El hecho ocurrió en la localidad de Costa Fleitas, municipio de Areguá, donde los ahora condenados ingresaron y lograron construir varias viviendas precarias.
Condenados y sentencia
En el juicio, Shirley Maciel Rolandi y Diego Alberto Florentín Ledezma, alias Patolé, fueron condenados a 4 años de prisión, mientras que Cecilio Álvarez Giménez obtuvo 2 años de pena privativa de libertad. Este último fue beneficiado por la suspensión de la ejecución de la condena a cambio de medidas sustitutivas a la prisión.
La condena impuesta fue por “invasión de inmueble ajeno y perturbación de la paz pública”. El hecho ya había comenzado el 4 de agosto del 2021.
Luego de la denuncia por parte del propietario, Losnardi Raúl Colmán Fernández, la Fiscalía abrió formalmente la Causa N° 8631, en el 2022.
El proceso investigativo
El proceso investigativo continuó hasta la recolección total de las pruebas, que incluyó el informe de la Policía, los datos de la propiedad invadida y las declaraciones de testigos.
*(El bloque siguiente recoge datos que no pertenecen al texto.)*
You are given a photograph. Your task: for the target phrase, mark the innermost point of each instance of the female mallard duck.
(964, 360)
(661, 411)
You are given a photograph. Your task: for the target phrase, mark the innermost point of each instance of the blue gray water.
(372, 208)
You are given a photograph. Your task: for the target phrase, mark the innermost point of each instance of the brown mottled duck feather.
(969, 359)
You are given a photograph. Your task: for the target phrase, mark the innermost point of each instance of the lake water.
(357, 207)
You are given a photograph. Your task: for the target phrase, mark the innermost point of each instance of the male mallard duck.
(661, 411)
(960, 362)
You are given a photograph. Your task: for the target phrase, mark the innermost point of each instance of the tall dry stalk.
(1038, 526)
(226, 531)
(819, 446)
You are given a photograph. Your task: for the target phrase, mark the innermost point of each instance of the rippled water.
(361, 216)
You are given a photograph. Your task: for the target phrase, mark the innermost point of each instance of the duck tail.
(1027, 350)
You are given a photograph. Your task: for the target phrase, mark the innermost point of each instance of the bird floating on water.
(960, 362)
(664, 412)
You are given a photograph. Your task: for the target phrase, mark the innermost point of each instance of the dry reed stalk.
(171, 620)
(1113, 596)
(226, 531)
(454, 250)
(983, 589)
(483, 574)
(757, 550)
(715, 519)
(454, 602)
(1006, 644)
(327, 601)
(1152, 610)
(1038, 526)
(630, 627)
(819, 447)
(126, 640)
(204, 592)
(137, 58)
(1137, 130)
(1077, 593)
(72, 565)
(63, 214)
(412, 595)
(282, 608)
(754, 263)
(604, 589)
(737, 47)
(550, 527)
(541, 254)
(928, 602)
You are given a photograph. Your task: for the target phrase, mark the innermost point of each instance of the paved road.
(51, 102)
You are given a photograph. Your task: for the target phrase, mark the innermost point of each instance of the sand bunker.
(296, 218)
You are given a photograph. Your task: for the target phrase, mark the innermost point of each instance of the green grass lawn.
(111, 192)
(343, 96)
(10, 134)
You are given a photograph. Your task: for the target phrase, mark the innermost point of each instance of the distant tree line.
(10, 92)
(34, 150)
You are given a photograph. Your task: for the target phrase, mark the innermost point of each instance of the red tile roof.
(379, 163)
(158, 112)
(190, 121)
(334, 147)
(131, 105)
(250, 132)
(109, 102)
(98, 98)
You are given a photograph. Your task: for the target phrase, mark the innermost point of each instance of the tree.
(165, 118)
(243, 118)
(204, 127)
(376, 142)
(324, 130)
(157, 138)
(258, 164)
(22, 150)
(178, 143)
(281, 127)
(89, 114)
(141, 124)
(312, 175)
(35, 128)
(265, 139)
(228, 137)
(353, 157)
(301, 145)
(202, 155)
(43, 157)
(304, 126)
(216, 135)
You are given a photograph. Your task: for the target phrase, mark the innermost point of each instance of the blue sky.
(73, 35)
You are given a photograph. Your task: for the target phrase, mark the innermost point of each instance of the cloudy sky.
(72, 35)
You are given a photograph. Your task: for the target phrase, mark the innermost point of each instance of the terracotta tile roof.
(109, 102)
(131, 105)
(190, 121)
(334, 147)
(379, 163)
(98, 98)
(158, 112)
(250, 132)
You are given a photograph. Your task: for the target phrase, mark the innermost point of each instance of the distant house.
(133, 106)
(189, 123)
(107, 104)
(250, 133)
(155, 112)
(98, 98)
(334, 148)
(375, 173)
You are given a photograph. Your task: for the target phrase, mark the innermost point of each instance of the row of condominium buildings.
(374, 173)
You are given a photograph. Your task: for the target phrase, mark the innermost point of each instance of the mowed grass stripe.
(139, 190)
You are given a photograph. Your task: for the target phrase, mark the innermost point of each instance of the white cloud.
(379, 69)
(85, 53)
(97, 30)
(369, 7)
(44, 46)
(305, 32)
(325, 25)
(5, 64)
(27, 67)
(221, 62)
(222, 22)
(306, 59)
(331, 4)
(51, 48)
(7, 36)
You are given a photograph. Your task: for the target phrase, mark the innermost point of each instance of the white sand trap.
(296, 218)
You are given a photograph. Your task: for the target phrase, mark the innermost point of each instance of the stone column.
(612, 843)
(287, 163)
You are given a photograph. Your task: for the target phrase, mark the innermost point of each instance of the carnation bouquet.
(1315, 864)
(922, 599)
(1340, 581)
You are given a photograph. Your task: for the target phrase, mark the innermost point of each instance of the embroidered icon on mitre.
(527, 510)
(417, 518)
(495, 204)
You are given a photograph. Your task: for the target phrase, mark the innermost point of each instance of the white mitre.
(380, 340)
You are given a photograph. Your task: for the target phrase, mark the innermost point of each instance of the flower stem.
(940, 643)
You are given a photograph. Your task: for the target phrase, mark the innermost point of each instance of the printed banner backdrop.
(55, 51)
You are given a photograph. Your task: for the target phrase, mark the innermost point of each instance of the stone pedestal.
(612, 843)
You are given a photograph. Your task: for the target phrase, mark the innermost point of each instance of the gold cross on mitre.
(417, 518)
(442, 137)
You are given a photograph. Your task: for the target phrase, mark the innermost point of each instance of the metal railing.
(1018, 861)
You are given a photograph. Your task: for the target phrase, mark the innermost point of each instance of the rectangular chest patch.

La Fiscalía informó que la invasión del inmueble siguió hasta enero del 2022.
Según los datos del caso, los invasores lograron construir 150 viviendas precarias y las familias debían pagar una cuota a los “dirigentes sin techo” para tener derecho a la posesión.
Esta información fue confirmada por el mismo propietario, Colmán Fernández, quien explicó que la forma en que los dirigentes organizan a las familias se parece a las que se aplican en diferentes asentamientos.
División de lotes y estafa
Los dirigentes cobran una tarifa a cada familia en forma mensual. “Es una mafia que engaña a los pobres, con la promesa de que van a tener un lugar donde vivir”.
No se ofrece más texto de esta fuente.